- Pallapalayam Location in Tamil Nadu, India
- Coordinates: 11°23′10″N 77°36′56″E﻿ / ﻿11.38611°N 77.61556°E
- Country: India
- State: Tamil Nadu
- District: Erode

Area
- • Total: 16.11 km^{2} (6.22 sq mi)

Population (2011)
- • Total: 7,263
- • Density: 450/km^{2} (1,200/sq mi)

Languages
- • Official: Tamil
- Time zone: UTC+5:30 (IST)

= Pallapalayam, Erode =

Pallapalayam is a panchayat town in Perundurai taluk of Erode district in the Indian state of Tamil Nadu. It is located in the north-western part of the state. Spread across an area of 16.11 km2, it had a population of 7,263 individuals as per the 2011 census.

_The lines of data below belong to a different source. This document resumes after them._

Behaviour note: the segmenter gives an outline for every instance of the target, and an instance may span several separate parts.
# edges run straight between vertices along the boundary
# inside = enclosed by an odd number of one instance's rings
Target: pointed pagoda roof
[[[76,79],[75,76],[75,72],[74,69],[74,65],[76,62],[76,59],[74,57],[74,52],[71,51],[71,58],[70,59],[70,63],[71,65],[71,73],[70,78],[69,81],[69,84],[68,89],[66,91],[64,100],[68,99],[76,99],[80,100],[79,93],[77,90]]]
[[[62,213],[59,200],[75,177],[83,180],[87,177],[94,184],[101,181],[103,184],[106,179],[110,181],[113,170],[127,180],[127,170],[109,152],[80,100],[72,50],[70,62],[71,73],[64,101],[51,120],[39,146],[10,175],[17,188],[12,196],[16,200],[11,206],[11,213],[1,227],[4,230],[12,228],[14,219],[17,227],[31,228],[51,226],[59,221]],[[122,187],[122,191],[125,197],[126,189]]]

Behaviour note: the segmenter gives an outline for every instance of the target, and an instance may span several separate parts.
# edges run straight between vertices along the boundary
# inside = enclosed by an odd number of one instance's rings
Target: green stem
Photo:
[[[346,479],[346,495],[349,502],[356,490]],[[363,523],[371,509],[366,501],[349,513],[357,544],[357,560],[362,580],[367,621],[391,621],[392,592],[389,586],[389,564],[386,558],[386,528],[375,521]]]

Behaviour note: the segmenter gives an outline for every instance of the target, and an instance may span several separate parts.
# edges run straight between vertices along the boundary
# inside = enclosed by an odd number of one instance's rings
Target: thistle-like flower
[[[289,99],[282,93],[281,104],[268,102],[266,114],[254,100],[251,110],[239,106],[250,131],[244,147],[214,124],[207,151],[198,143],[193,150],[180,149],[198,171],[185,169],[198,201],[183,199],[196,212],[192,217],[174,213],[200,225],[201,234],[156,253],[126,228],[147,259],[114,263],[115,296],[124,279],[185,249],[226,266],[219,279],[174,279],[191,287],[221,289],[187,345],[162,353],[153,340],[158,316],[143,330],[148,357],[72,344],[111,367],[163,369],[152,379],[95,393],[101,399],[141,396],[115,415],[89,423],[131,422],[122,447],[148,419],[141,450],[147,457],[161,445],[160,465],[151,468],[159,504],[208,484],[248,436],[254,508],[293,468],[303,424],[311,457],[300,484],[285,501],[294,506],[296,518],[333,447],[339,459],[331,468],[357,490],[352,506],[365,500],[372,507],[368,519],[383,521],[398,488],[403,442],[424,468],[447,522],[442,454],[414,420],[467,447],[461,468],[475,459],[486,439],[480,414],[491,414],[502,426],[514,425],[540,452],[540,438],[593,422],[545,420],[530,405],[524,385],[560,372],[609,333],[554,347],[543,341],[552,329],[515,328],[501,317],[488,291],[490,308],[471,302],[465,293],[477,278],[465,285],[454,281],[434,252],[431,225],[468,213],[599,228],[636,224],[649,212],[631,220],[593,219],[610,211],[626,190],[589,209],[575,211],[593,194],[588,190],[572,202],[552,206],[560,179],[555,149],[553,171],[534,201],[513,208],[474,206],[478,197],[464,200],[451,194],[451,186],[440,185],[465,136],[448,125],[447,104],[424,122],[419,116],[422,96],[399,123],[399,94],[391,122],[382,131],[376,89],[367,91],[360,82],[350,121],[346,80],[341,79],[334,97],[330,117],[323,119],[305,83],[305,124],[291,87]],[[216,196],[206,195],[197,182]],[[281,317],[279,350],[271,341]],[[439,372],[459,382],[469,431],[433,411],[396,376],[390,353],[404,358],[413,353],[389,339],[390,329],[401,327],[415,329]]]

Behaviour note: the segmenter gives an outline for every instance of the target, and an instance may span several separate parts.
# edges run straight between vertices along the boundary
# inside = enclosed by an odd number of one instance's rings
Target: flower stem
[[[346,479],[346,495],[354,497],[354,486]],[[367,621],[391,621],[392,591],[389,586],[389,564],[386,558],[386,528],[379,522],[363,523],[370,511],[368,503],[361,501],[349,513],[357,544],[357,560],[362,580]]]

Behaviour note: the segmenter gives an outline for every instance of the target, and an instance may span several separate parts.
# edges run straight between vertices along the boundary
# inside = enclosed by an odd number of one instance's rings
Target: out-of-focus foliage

== Geography and administration ==
Pallapalayam is located in Perundurai taluk, Erode division of Erode district in the Indian state of Tamil Nadu. Spread across an area of 16.11 km2, it is one of the 42 panchayat towns in the district. It is located in the north-western part of the state.

The town panchayat is headed by a chairperson, who is elected by the members, who are chosen through direct elections. The town forms part of the Perundurai Assembly constituency that elects its member to the Tamil Nadu legislative assembly and the Tiruppur Lok Sabha constituency that elects its member to the Parliament of India.

==Demographics==
As per the 2011 census, Pallapalayam had a population of 7,263 individuals across 2,164 households. The population saw a marginal increase compared to the previous census in 2001 when 6,505 inhabitants were registered. The population consisted of 3,624 males	and 3,639 females. About 508 individuals were below the age of six years. The entire population is classified as urban. The town has an average literacy rate of 65.6%. About 19.6% of the population belonged to scheduled castes.

About 62.1% of the eligible population were employed, of which majority were involved in agriculture and allied activities. Hinduism was the majority religion which was followed by 90.5% of the population, with Christianity (9.2%) and Islam (0.1%) being minor religions.